Keywords

1 Introduction

Serious quality problems have occurred in recent years: complaints about products and services and product recalls may in fact pose a critical risk to the sustainability of affected companies. Total Quality Management (TQM) is important for preventing this problem and refers to “a process, an organization, a person, and a system being combined organically, and company management being conducted from the viewpoint of customers.” Because quality problems are ultimately caused by problems with the company systems, TQM is important for their prevention and is also relevant in the context of corporate social responsibility. A research of the extent to which TQM is employed by Japanese companies was jointly administered by the Union of Japanese Scientists and Engineers and the Nikkei. The evaluation of the research was based on responses related to the six criteria shown in Table 1.

Table 1. Six criteria evaluated in the research

Using the TQM research, a ranking of companies according to these six criteria was published, revealing which companies are excellent in each criterion. The research responses were not published, however, and we had difficulty understanding the beneficial practices of the highly ranked companies based on the results. Furthermore, many studies on TQM concern the introduction of TQM to a company, such as Kamio [1], while there are few studies of concrete TQM plans already in use at companies.

On the other hand, most companies publish Corporate Social Responsibility (CSR) reports in order to fulfill their accountability to stakeholders. These CSR reports usually present significant efforts on the part of companies to the stakeholders. The aims of CSR and TQM are different, but their scopes are closely related. Good practices of companies within the scope of TQM may therefore be discovered by making use of this relationship. In this study, we thus use text data from CSR reports that contain information about the quality management of companies and analyze the data according to the TQM criteria in order to identify best TQM practices for each criterion. We use dimension reduction techniques, such as Probabilistic Latent Semantic Analysis (PLSA), which is effective for such hyperspace data.

Focusing on references that companies make to stakeholders, Kitora [5] investigates how each company influences CSR efforts.
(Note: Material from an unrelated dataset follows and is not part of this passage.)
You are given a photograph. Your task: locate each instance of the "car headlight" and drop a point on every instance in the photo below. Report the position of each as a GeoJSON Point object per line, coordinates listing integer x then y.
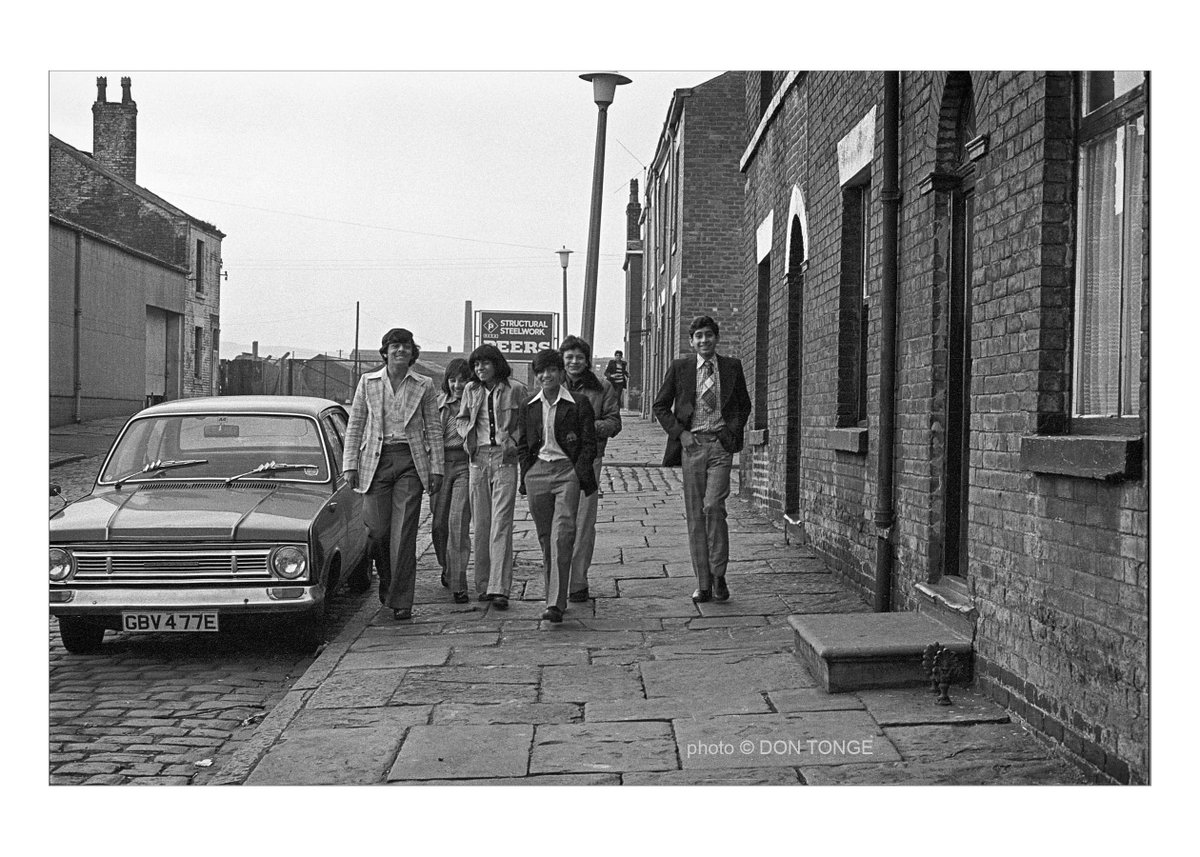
{"type": "Point", "coordinates": [289, 562]}
{"type": "Point", "coordinates": [61, 564]}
Many prior studies attempt to quantify corporate characteristics that affect corporate information disclosure. By directly performing text mining, corporate orientation to stakeholders can be grasped directly, and thus qualitative corporate characteristics can also be discerned. Clarifying the influence on information disclosure using regression is advantageous. However, although it is possible to extract the word of the factor influencing the problem, it is impossible to extract the document can be mentioned.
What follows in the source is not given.